Performance of a model is assessed by evaluating a) how similarly to humans our neural models of the brain answer the questions, and b) how well their implied physiology correlates with human and primate data obtained by using the same stimuli.
Our Turing++ questions require more than a good imitation of human behavior; computer models should also be human-like at the level of the implied physiology and development. Thus the CBMM test of models uses Turing-like questions to check for human-like performance/behavior, human-like physiology, and human-like development. Because we aim to understanding the brain and the mind and to replicate human intelligence, the challenge intrinsic to the testing is not to achieve best absolute performance, but performance that correlates strongly with human intelligence measured in terms of behavior and physiology. We will compare models and theories with fMRI and MEG recordings, and will use data from the latter to inform our models. Physiological recordings in human patients and monkeys will allow us to probe neural circuitry during some of the tests at the level of individual neurons. We will carry out some of the tests in babies to study the development of intelligence.

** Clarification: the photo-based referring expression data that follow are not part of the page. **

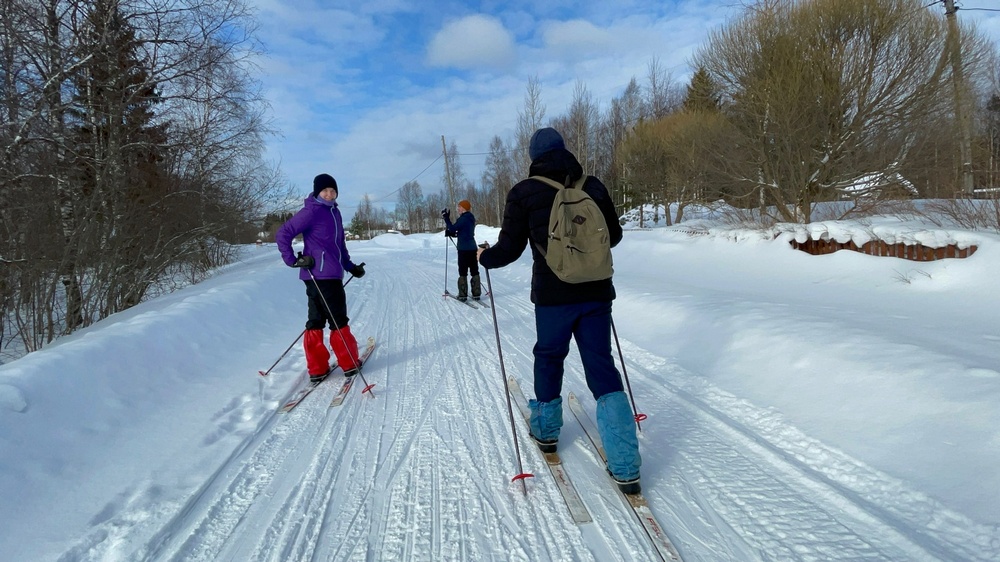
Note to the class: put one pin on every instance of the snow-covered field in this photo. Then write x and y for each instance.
(843, 407)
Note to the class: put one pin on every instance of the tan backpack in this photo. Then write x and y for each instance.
(579, 246)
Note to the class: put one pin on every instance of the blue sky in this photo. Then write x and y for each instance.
(364, 90)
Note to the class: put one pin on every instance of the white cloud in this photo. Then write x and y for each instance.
(474, 42)
(576, 38)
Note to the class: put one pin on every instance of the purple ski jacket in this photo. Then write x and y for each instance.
(322, 230)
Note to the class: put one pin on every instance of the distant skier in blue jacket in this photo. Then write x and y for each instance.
(323, 261)
(464, 228)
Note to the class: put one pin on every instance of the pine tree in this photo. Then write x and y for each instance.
(702, 93)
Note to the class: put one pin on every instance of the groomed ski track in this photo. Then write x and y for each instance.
(422, 470)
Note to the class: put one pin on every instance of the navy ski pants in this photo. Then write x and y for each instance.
(589, 324)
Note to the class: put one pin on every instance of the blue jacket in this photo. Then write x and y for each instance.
(322, 230)
(465, 226)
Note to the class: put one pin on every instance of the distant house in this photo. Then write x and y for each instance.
(877, 185)
(986, 193)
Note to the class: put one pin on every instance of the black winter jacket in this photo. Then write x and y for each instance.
(526, 218)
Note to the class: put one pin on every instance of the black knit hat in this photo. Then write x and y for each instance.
(322, 182)
(543, 141)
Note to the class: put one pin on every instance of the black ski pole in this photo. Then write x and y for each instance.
(268, 371)
(635, 411)
(333, 324)
(446, 263)
(503, 373)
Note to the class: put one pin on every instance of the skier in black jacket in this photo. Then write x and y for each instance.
(581, 311)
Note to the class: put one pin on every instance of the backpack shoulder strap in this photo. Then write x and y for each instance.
(578, 184)
(549, 181)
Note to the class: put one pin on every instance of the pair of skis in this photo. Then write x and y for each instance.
(345, 387)
(578, 510)
(472, 303)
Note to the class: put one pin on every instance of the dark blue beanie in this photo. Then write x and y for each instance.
(543, 141)
(322, 182)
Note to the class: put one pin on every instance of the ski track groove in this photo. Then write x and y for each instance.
(759, 474)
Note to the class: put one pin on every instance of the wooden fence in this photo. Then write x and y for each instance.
(915, 252)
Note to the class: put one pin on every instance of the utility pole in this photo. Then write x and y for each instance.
(447, 174)
(954, 42)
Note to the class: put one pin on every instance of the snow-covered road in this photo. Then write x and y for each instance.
(422, 469)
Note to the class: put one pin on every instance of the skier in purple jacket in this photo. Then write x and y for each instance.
(323, 261)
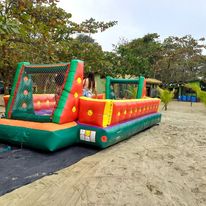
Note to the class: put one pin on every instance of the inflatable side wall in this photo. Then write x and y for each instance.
(105, 112)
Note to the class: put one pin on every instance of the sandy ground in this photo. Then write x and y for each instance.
(164, 165)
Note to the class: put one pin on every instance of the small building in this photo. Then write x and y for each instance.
(151, 85)
(183, 93)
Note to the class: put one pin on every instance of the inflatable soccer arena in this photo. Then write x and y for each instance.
(46, 109)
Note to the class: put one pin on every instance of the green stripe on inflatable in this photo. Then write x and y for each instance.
(14, 85)
(67, 88)
(119, 132)
(38, 139)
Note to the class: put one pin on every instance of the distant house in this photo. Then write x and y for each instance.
(183, 93)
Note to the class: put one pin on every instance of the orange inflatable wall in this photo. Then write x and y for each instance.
(106, 112)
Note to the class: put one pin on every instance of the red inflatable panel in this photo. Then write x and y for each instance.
(91, 111)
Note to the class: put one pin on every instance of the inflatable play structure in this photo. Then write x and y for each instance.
(46, 109)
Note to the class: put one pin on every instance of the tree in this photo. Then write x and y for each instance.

The series of tests is open-ended; we will rely on a set of databases and add to them during the next five years. The initial ones, e.g. face identification, are tasks that computers are beginning to do and where we can begin to develop models and theories of how the brain performs the task. The later ones, e.g. generating stories explaining what may have been going on in the videos and answering questions about previous answers, are goals for the next five years of the Center and beyond.

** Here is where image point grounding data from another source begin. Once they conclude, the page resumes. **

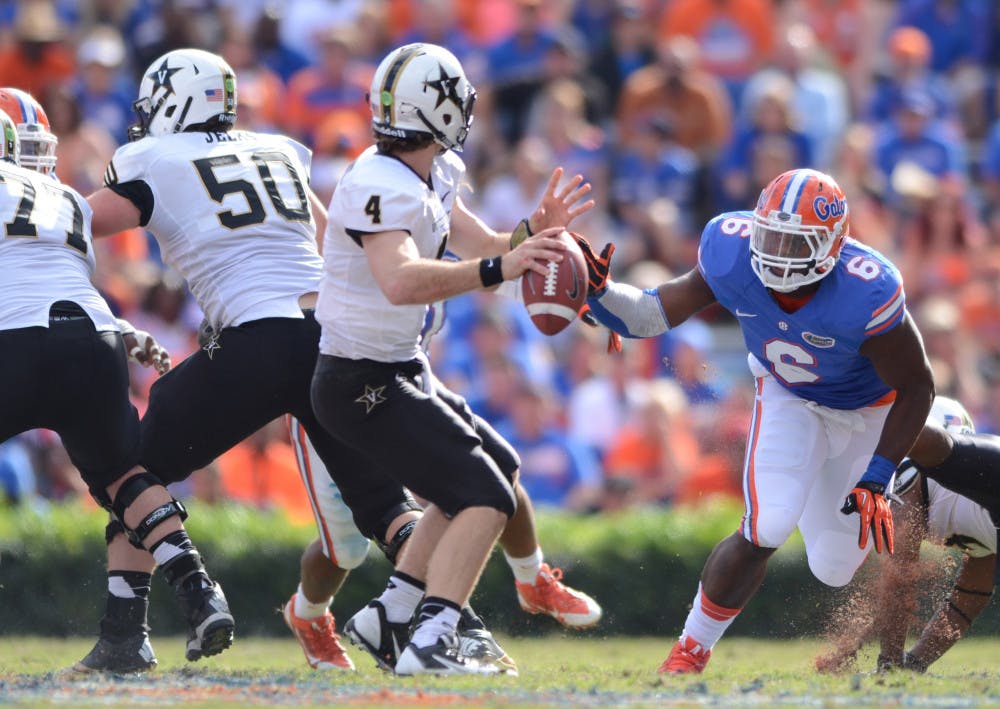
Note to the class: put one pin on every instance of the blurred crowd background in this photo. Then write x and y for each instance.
(674, 110)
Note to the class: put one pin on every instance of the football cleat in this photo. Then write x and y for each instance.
(130, 655)
(480, 645)
(370, 630)
(211, 624)
(686, 657)
(548, 595)
(445, 657)
(318, 639)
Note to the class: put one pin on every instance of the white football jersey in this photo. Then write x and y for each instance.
(231, 214)
(959, 521)
(380, 193)
(46, 251)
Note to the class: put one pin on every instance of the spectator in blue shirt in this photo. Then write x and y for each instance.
(554, 470)
(913, 136)
(910, 56)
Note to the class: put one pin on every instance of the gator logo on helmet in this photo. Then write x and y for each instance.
(829, 208)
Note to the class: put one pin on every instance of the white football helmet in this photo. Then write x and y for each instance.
(183, 88)
(38, 142)
(421, 89)
(952, 415)
(10, 147)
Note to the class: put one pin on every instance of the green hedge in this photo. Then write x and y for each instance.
(643, 567)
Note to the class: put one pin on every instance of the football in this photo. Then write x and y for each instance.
(553, 300)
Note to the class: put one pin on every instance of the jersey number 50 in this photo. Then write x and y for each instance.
(218, 189)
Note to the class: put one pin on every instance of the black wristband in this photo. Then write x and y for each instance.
(490, 271)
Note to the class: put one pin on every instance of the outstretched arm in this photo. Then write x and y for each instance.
(632, 312)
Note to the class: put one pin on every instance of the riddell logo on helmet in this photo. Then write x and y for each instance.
(825, 208)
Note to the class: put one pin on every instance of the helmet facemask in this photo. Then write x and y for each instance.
(787, 255)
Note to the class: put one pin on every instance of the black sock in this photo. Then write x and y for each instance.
(125, 616)
(972, 470)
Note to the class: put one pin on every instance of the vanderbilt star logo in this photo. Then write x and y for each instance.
(211, 346)
(161, 77)
(371, 398)
(446, 87)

The Research Thrusts and the core CBMM challenges: Social Intelligence (Research Thrust 4) is responsible for measuring human performance and mapping the brain areas involved. Circuits for Intelligence (Thrust 2) is devoted to neural circuits, and Development of Intelligence (Thrust 1) is designed to map the development of perception/language abilities and model the interplay of genes and experience. The theory platform, Enabling Theory (Thrust 5), will connect all these levels and inform the algorithms that will be implemented within Vision and Language (Thrust 3), which will take the lead on the engineering side. The modeling and algorithm development will be guided by scientific concerns, incorporating constraints and findings from our work in cognitive development, human cognitive neuroscience, and systems neuroscience. Each Research Thrust is expected to contribute to the development of these models and algorithms and will be evaluated at the appropriate level of its contribution. For instance, the challenge of the development thrust is to create systems that represent objects the way a 3-month-old baby does; an analogous challenge in the neural circuit thrust is to develop models and theories that fit the physiological data, e.g. some part of the ventral stream. These efforts likely would not produce the most effective AI programs today (measuring success against objectively correct performance); the core assumption behind this challenge is that by developing such programs and letting them learn and interact, we will get systems that are ultimately intelligent at the human level.

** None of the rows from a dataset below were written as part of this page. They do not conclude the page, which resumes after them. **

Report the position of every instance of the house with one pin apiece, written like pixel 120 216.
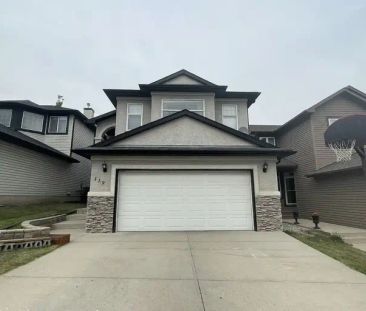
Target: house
pixel 36 158
pixel 181 159
pixel 311 180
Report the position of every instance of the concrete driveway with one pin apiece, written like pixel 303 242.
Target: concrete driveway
pixel 183 271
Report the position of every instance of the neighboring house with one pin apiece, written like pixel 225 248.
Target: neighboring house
pixel 181 159
pixel 36 158
pixel 311 180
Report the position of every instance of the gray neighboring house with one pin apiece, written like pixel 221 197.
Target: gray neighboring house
pixel 311 180
pixel 181 159
pixel 36 158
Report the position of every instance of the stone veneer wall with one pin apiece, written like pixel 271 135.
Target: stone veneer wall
pixel 99 214
pixel 269 216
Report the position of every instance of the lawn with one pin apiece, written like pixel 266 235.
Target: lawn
pixel 12 259
pixel 13 215
pixel 333 246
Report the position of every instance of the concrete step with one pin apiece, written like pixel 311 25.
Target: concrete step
pixel 69 224
pixel 76 217
pixel 81 210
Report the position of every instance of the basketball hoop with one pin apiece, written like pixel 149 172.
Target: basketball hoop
pixel 343 149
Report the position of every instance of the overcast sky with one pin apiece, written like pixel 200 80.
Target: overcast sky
pixel 294 52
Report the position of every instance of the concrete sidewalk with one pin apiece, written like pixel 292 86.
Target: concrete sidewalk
pixel 232 270
pixel 354 236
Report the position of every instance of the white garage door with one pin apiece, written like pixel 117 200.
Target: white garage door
pixel 184 200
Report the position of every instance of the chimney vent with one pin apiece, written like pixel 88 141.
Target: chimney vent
pixel 88 111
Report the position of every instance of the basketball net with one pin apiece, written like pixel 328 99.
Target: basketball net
pixel 343 149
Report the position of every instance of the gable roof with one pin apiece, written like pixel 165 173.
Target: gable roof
pixel 307 112
pixel 204 86
pixel 259 148
pixel 183 72
pixel 180 114
pixel 17 138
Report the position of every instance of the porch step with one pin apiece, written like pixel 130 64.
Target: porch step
pixel 76 217
pixel 69 224
pixel 81 210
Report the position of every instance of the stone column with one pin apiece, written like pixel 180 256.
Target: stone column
pixel 269 216
pixel 99 215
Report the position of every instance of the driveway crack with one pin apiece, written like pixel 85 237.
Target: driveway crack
pixel 195 273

Collaborative projects in the Center will have to pass the litmus test of contributing directly to demonstrable progress as measured by the "CBMM challenge."
What does understanding a scene mean? For now just notice that this shows understanding of what objects are there and where they are — so the physical world — but also understanding what people do and the interaction between them — the social world.
Computer vision can now do quite a bit of the what and where questions but very little of the rest…
we are still far from image understanding.